Sperry then explores the ways that her history intersected with Rosa’s, an immigrant to the US from Mexico. Although Rosa’s cultural background was always part of their dialogue, Sperry retrospectively reflects on the complexity of their lived histories, their similar and different socio-political and economic histories, as well as the ways that their mutual blindness to their histories dynamically influenced the understandings that they reached.
Although Rosa’s mother’s family was economically privileged, her father had struggled to find his professional footing as the Mexican economy was collapsing. Rosa’s troubled relationship with her father was a major focus of her work with Sperry, and the treatment addressed Rosa’s tendency to pathologically accommodate her father, thus supporting her efforts to emancipate herself from her father’s financial expectations and “manipulation.” Despite the success of their work, Sperry raises questions about the understandings they reached. Were they each invested in seeing her father’s difficulties through a sociopolitical lens that paints him as a perpetrator of oppressive traditions, while obscuring the ways that he is also a victim of them? Sperry concludes that engaging history involves confronting the complex historical currents that influenced our understanding of the world, finding ourselves in that complex story even as we confront the inherent contradictions, and helping our patients to do the same.
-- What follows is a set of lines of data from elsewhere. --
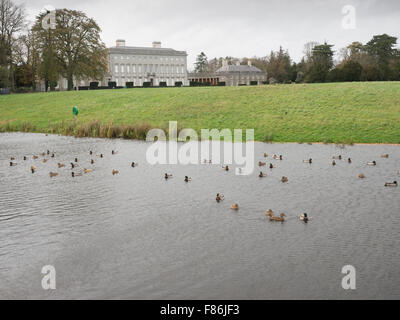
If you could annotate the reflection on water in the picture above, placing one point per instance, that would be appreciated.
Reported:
(135, 235)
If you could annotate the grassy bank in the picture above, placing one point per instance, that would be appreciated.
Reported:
(330, 113)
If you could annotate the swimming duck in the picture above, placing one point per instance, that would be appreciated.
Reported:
(168, 176)
(79, 174)
(262, 175)
(304, 218)
(271, 217)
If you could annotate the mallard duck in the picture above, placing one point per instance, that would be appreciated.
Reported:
(78, 174)
(304, 218)
(262, 175)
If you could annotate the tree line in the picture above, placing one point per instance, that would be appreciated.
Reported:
(42, 52)
(377, 60)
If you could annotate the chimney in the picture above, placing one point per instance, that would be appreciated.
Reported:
(120, 43)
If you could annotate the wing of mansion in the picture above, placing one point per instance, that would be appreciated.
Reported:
(155, 65)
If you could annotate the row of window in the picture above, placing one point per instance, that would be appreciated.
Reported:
(165, 59)
(148, 68)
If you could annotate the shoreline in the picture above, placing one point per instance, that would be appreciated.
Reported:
(338, 144)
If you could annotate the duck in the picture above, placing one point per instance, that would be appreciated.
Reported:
(262, 175)
(304, 218)
(73, 174)
(168, 176)
(220, 197)
(391, 184)
(270, 215)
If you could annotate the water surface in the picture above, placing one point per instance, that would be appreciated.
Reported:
(137, 236)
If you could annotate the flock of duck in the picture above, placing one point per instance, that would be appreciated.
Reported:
(75, 172)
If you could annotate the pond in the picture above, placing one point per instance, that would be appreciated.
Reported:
(135, 235)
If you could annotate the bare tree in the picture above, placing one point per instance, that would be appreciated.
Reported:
(12, 21)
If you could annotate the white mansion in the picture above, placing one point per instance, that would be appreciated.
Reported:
(154, 65)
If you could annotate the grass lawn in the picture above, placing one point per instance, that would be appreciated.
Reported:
(337, 112)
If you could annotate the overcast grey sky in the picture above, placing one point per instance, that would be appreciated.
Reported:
(230, 27)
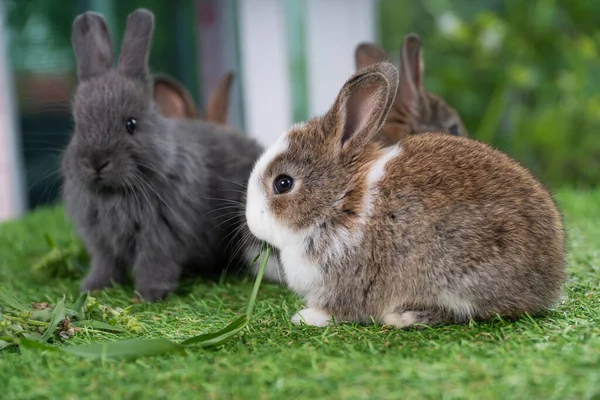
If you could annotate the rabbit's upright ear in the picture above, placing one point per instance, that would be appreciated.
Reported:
(135, 48)
(368, 54)
(218, 103)
(92, 46)
(411, 89)
(362, 106)
(172, 98)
Being Implicated and Embracing Discomfort
Roger Frie, Ph.D. Psy.D. R.Psych.
Canada is often perceived as a nation uniquely defined by its multiculturalism. There is some truth in this, but there are also undeniable cracks in the narrative. Majority white Canadians tend to associate racism with what happens south of the border and, like their US neighbours to the south, they attend to narratives and versions of history that match how they would like to be seen and think about ourselves. Racism in Canada can be perceived as inconvenient truth. But if we look a little closer, the legacy of Canada’s colonial and settler past and its effects into the present is there for all to see.
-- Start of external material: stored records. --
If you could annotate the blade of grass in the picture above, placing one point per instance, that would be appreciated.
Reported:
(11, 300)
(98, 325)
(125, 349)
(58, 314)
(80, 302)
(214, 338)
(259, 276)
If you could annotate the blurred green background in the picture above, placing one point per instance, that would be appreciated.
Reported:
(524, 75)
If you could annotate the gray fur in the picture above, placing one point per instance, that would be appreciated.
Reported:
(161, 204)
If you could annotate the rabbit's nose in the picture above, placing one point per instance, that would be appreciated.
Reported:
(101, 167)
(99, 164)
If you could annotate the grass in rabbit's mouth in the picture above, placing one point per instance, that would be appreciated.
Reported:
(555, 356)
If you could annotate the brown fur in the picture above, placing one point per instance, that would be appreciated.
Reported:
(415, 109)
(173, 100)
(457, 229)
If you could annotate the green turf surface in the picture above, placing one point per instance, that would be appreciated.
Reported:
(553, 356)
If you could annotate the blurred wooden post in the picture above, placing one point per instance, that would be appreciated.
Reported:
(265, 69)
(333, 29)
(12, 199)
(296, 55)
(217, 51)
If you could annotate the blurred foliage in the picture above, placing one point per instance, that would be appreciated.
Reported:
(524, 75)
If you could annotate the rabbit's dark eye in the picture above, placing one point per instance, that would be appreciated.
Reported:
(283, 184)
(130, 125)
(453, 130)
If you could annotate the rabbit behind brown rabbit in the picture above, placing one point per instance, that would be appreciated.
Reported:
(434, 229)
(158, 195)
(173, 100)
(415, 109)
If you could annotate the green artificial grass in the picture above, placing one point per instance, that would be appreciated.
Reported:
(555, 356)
Majority white psychotherapists are susceptible to presumptions of innocence, because they like to believe that their psychological awareness makes them immune to racial discrimination. We need to ask ourselves how we are participating in discriminatory racial discourses, be it in our theories, research or practice. It’s especially easy for majority white therapists to neglect their role in systemic racism.
Being asked to acknowledge our implication can give rise to powerful counter-reactions. We experience shame and guilt; we feel vulnerable and uncomfortable. Feeling discomfort is important because it is precisely when we begin to feel comfortable in the face of racial injustice that we should be most concerned. If we are going to engage in meaningful dialogue about racism, then embracing our discomfort is a necessary first step.